|Location(s):||Alameda County, California|
|Tag(s):||Black Panther Party, Protest, Civil Rights|
|Course:||“US Since 1945,” Juniata College|
Aaron Dixon was a founding member of the Black Student Union at the University of Washington in 1967, and found himself surrounded by the Civil Rights Movement. Around the same time as this organization gained popularity, another had sprouted from the movement and was enticing young African Americans everywhere: the Black Panther Party. Like many others, Dixon became frustrated with how long it was taking for equality to come about, and he began to question whether nonviolence was doing much to help the cause. When, on April 4, 1968, it was announced that Martin Luther King Jr had been killed, Dixon decided that, “now it [was] time for something else,” and that “my picket sign was going to be replaced by a gun.” Only a short time later, he became a member of the Black Panther Party.

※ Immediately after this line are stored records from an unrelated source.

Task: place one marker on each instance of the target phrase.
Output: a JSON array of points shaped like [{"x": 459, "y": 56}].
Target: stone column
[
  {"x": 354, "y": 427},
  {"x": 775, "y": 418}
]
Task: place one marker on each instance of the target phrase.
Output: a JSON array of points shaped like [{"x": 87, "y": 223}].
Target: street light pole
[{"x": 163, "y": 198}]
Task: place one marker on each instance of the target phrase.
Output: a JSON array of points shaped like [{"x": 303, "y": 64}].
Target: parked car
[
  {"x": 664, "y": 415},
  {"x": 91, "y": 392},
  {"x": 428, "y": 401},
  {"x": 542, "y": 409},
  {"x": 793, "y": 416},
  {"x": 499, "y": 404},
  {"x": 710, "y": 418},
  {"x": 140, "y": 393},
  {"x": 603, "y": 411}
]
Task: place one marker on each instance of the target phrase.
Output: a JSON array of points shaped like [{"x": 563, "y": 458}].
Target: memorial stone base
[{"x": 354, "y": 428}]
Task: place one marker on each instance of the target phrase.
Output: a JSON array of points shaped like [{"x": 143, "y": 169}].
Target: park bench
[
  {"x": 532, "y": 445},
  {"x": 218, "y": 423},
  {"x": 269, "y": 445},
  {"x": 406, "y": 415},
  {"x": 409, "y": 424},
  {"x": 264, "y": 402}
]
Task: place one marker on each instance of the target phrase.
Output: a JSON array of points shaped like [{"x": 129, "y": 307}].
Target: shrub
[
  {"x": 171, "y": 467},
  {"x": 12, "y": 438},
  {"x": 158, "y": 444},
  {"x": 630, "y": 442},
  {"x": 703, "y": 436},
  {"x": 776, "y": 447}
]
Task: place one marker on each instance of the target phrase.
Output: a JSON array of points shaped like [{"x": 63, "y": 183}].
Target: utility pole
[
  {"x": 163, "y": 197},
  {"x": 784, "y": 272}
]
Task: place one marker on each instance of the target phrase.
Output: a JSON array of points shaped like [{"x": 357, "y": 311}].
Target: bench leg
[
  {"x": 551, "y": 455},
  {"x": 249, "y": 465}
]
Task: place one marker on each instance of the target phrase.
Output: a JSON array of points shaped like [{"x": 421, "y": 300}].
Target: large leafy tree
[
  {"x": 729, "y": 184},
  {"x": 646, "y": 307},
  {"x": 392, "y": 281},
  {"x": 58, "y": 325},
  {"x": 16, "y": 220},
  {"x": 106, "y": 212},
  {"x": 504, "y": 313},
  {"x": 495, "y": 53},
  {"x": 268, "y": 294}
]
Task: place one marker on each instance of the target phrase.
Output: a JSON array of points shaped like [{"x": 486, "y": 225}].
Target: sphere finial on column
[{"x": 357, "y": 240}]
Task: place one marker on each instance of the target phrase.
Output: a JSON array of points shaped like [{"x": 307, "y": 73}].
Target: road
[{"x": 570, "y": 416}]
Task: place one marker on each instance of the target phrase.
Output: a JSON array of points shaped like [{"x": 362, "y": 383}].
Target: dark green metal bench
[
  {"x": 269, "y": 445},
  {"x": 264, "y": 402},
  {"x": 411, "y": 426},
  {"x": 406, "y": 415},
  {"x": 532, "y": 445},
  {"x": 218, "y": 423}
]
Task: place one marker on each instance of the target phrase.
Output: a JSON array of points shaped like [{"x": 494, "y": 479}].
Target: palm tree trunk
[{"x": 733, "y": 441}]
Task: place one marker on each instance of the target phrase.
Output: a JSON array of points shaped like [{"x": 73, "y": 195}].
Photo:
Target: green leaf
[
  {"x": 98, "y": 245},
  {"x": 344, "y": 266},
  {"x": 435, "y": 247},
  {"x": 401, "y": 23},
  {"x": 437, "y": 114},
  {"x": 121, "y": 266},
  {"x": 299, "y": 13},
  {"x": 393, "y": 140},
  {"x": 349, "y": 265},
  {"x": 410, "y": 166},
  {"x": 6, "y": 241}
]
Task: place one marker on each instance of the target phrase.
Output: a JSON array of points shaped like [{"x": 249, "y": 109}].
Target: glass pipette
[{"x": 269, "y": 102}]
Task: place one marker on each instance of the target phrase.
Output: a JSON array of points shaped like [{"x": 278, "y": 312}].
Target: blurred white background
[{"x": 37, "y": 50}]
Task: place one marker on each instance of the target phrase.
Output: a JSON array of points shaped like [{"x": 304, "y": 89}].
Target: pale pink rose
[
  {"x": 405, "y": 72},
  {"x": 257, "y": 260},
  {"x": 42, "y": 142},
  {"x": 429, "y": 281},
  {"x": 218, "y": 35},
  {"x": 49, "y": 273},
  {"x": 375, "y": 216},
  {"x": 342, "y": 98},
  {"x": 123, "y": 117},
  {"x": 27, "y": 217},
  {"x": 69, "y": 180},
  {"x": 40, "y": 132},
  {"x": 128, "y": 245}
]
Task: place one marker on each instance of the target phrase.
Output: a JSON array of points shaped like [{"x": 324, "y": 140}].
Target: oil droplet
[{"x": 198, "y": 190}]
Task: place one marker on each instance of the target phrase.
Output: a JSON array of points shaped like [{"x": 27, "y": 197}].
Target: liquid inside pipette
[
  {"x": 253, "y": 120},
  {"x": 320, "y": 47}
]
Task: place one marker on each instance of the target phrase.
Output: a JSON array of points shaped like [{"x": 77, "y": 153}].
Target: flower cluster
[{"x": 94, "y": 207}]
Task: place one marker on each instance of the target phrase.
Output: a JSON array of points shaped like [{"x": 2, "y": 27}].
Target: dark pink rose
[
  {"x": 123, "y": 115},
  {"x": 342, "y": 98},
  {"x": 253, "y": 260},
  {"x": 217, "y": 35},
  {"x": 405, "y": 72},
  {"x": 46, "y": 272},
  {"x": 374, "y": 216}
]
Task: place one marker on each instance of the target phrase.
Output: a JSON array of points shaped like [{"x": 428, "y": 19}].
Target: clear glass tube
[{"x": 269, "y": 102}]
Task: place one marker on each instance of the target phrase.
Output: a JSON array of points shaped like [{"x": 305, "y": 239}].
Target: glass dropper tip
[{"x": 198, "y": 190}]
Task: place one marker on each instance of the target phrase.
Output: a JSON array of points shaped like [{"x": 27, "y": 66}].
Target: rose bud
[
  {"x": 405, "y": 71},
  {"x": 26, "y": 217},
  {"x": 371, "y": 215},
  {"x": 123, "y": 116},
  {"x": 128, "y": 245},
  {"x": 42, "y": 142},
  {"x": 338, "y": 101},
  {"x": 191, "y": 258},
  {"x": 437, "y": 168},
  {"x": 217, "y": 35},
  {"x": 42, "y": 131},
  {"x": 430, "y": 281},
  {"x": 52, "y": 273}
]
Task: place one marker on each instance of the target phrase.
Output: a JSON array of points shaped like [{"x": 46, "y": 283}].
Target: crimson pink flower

The Black Panther Party was founded in Oakland, California in October of 1966. The organization was founded with the hopes of helping and supporting African American communities in whatever way possible. The BPP offered many programs, such as free breakfast for children, health care, education, and self-defense classes. While the group did plenty of good, they often intimidated police officers and could cause quite a scene, and occasionally this led to larger incidents. The Black Panthers would send patrols out to watch the streets, and almost all of the participants carried some kind of fire arm. This showed that they were able to protect themselves and those around them, but made others, both white and black citizens, feel uncomfortable and unsafe. They would sometimes call out police officers and try to see how riled up they could make the officers, and purposefully see if they could create a standoff to give reason to a fight.

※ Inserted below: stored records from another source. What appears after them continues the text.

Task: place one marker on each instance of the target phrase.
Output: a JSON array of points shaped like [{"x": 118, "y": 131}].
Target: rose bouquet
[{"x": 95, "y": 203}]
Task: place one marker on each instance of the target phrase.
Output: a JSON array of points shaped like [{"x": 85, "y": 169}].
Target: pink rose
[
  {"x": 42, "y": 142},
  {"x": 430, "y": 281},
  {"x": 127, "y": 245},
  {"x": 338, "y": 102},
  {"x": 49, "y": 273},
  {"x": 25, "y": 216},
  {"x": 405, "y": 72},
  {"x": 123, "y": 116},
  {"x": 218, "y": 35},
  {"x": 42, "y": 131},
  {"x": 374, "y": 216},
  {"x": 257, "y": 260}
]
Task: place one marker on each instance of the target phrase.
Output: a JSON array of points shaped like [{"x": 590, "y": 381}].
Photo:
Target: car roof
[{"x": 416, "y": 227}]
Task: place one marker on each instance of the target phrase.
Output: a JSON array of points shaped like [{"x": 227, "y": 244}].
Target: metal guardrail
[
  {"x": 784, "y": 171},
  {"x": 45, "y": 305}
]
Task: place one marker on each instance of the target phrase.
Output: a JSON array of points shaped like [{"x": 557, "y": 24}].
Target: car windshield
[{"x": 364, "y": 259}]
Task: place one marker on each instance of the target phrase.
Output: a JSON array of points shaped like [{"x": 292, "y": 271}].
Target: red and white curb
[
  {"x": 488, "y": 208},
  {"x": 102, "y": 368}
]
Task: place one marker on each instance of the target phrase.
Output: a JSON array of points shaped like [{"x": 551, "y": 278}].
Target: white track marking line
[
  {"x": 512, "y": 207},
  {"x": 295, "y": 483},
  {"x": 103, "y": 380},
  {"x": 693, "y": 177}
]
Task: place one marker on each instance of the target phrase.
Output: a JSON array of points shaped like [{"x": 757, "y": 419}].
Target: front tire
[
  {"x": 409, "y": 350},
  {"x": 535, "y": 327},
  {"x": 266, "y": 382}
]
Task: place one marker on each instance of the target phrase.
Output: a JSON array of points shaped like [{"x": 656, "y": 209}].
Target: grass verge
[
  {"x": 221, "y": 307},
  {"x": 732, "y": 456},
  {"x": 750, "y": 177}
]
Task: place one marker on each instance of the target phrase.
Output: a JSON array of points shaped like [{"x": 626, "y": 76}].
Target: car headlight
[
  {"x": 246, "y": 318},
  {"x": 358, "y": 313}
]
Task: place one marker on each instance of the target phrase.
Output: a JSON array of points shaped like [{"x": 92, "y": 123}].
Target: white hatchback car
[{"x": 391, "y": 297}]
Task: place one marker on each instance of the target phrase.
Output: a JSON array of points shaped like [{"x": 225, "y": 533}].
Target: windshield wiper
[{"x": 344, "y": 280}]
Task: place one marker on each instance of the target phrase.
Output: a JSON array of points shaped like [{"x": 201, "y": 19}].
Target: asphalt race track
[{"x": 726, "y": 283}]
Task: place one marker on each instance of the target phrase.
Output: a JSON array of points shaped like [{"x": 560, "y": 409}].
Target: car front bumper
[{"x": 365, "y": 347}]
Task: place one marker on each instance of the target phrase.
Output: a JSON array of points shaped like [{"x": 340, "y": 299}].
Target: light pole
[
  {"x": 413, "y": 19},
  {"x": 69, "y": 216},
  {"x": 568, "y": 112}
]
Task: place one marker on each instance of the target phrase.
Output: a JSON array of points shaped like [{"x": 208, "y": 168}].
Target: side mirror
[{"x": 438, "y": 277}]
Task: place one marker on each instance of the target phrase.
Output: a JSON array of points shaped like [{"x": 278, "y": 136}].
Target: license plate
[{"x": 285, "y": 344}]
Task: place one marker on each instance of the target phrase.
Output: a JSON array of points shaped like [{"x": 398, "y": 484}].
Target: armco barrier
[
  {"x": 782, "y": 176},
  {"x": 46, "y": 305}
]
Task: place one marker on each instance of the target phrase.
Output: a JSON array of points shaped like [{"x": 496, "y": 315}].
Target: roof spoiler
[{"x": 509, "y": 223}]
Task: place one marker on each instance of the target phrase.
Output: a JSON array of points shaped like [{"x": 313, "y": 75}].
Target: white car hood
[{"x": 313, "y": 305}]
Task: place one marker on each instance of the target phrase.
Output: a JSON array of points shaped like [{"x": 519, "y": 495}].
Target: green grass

Dixon played a large role in the BPP throughout its active period. He was Captain of the Seattle chapter of the party, and later moved to the Oakland chapter and worked closely Huey Newton and Bobby Seale, and became a body guard to Elaine Brown when she was the leader of the party. He eventually left the party due to a power hungry Newton and overall difference of opinion. In 1982, the Black Panther Party dissolved after many years of dwindling participation. The Panther’s marked a time of transition in the Civil Rights Movement. Before the organization, nonviolent protests were the primary forces used to fight for equality. But tensions ran high because no real progress was visible. The Black Panther’s gave a place for people to fight for what they wanted and believed in.